On May 24, 2010, the Cleveland Cavaliers fired head coach Mike Brown.
This move was likely in an attempt to show former Cavalier superstar LeBron James that the team was willing to make changes in order to make him happy.
It was well-known throughout the league that James and Mike Brown didn't see eye-to-eye, and that often led to James disregarding Brown's instructions in time outs and during other important times of a game.
And when your superstar and coach don't see eye-to-eye, normally that means that the coach is the first to go.
So when the Cavaliers gave the franchise's most winning coach his walking papers, it was obvious to the fans and nation that the organization was willing to do whatever it took to keep LeBron James.
A little over a month later, the Cavaliers hired Byron Scott in a move that was supposed to persuade LeBron James to stay here.

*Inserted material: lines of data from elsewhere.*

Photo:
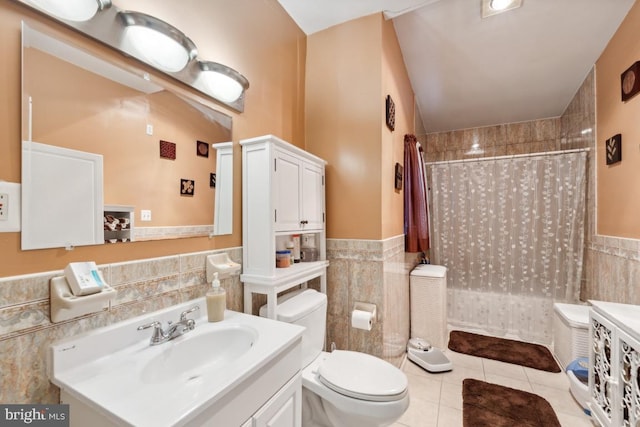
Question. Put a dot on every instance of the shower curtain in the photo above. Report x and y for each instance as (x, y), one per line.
(510, 231)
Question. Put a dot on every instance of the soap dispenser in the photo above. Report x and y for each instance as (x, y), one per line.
(216, 300)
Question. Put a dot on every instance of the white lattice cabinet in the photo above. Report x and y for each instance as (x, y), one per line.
(614, 364)
(283, 194)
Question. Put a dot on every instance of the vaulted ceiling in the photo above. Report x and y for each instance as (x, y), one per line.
(466, 71)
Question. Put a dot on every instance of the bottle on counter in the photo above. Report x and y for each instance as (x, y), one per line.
(216, 300)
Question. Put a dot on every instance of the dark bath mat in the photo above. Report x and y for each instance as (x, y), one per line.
(491, 405)
(520, 353)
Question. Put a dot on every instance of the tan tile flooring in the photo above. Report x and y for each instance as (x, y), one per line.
(436, 399)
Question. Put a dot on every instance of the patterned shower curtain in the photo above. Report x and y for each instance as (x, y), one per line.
(510, 231)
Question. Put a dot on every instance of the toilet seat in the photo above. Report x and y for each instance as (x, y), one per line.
(362, 376)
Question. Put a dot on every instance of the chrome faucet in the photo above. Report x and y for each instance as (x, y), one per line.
(174, 330)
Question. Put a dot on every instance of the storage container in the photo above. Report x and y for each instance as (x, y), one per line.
(570, 332)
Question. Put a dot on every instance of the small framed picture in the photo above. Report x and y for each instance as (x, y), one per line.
(167, 150)
(202, 149)
(187, 187)
(399, 174)
(613, 146)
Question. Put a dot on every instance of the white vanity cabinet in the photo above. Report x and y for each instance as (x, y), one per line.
(614, 364)
(283, 194)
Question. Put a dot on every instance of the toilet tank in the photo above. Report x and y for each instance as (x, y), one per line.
(308, 308)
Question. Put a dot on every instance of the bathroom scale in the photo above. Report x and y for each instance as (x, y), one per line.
(427, 357)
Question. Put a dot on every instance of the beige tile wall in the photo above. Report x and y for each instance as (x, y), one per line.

I mean, what wasn't there to like?
Scott was a three-time champion as a player with the Los Angeles Lakers, he had led the New Jersey Nets to two consecutive NBA Finals appearances in his first three years as a head coach and he had the approval of one of LeBron James' best friends: Chris Paul.
Byron Scott had the pedigree, the big name and the championship history that was supposed to propel LeBron James and the Cleveland Cavaliers to the next level in the NBA.
But that plan went up in smoke when James decided to sign with the Miami Heat as a free agent in the offseason.
Since then, the Cleveland Cavaliers have been a team without an identity.
And watching that team play has led me to ask one question: Did the Cleveland Cavaliers make a huge mistake by firing Mike Brown?